25. Februar 2013 |
Das Problem der Schneehöhenbestimmung
Deutschland ist weiterhin fest im Griff des Winters, überall liest
man Angaben über Schneehöhen und immer wieder die Erkenntnis, dass
die Beobachtungen im heimischen Garten nicht mit jenen der von der
Wetterstation um die Ecke gemeldeten Schneehöhe übereinstimmen.
So stellt sich die Frage, woher kommen die offiziell gemessenen Werte
und wo liegt die Problematik in der Schneehöhenmessung?
An personell besetzten Stationen gibt es in der Tat Beobachter, die
mit einem Zollstock in der Hand in den Schnee hinaus stapfen und die
Schneehöhe messen. Dazu wird viermal am Tag an fünf repräsentativen
Punkten im Umkreis der Messstation die Schneehöhe bestimmt und danach
gemittelt. Diese Art der Messung versucht, den Effekt von
Schneeverwehungen zu berücksichtigen. Zudem ist nur bei manuellen
Messungen auch die Bestimmung der Neuschneehöhe möglich.

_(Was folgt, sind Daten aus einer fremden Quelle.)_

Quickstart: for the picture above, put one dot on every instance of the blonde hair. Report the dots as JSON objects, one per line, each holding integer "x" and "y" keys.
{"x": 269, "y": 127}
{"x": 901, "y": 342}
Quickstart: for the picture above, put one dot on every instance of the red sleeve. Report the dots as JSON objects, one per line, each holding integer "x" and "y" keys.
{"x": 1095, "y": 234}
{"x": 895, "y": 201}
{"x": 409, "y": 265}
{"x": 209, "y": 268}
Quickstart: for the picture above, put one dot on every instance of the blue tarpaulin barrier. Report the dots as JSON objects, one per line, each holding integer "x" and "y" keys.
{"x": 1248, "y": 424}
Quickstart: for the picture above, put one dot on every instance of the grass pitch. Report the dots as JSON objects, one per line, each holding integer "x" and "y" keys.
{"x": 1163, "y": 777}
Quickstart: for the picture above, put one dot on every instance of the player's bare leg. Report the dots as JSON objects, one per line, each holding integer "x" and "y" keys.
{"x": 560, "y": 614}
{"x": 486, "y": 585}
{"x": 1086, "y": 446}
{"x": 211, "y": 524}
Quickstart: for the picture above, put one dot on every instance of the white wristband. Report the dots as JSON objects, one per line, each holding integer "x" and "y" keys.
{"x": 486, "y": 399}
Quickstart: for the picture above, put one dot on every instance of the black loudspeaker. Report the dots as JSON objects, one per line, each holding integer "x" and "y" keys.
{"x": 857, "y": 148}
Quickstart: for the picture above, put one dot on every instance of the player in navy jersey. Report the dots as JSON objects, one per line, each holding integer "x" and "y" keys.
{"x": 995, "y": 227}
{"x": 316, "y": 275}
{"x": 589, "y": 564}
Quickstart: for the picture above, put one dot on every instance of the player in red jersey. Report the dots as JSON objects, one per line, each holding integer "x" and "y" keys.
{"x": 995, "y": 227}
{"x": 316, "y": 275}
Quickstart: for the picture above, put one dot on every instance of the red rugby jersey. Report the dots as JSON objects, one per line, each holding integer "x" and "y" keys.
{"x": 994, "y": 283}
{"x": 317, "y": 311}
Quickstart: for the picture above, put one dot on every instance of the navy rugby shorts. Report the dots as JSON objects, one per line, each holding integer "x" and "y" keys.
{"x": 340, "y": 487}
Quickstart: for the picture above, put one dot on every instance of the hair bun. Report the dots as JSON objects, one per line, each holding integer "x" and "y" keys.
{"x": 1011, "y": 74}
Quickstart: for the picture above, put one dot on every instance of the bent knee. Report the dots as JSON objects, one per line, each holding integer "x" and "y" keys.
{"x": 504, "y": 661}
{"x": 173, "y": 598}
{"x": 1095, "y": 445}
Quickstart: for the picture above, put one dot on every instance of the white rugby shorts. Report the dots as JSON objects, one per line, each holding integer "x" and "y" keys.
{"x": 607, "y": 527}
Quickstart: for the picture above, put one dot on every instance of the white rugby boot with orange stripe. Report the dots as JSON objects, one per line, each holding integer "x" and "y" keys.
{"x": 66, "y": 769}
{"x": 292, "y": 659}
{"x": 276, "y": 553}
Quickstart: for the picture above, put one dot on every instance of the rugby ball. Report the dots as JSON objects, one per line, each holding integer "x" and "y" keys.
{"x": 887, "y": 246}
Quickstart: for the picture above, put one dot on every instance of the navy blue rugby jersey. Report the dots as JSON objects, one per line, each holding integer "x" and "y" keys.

Doch dies ist längst nicht mehr die einzige Messmethode. In Zeiten
zunehmender Automatisierung ist es nur logisch, dass auch hier ein
Verfahren entwickelt wurde, das die automatische Schneehöhenmessung
ermöglicht. Dazu wird ein Ultraschallsensor verwendet, dessen
Funktionsweise der Orientierung einer Fledermaus ähnelt.
Ultraschallwellen werden von dem Sender ausgesendet, treffen auf die
Schneeoberfläche, werden dort reflektiert und wieder vom Sensor
registriert. Über die Laufzeit, die die Schallwelle braucht, kann die
Schneehöhe berechnet werden. Allerdings bringt dieses Messverfahren
auch Probleme mit sich, einerseits handelt sich um eine Punktmessung
und somit werden Schneeverwehungen nicht berücksichtigt. Andererseits
ergibt sich durch die Temperaturabhängigkeit der
Schallgeschwindigkeit eine maximale Messgenauigkeit von +/- 2 cm.
Eine Abbildung dieser Messvorrichtung finden Sie nebenstehend.
Aber selbst dieses Messverfahren gehört aller Voraussicht nach bald
der Vergangenheit an. Ab kommendem Winter 2013/14 soll der
Ultraschallsensor durch einen LASER ersetzt werden. Damit wäre der
Einfluss der Temperaturabhängigkeit hinfällig. Allerdings sorgen
Schneeverwehungen, weiterhin für Ungenauigkeiten.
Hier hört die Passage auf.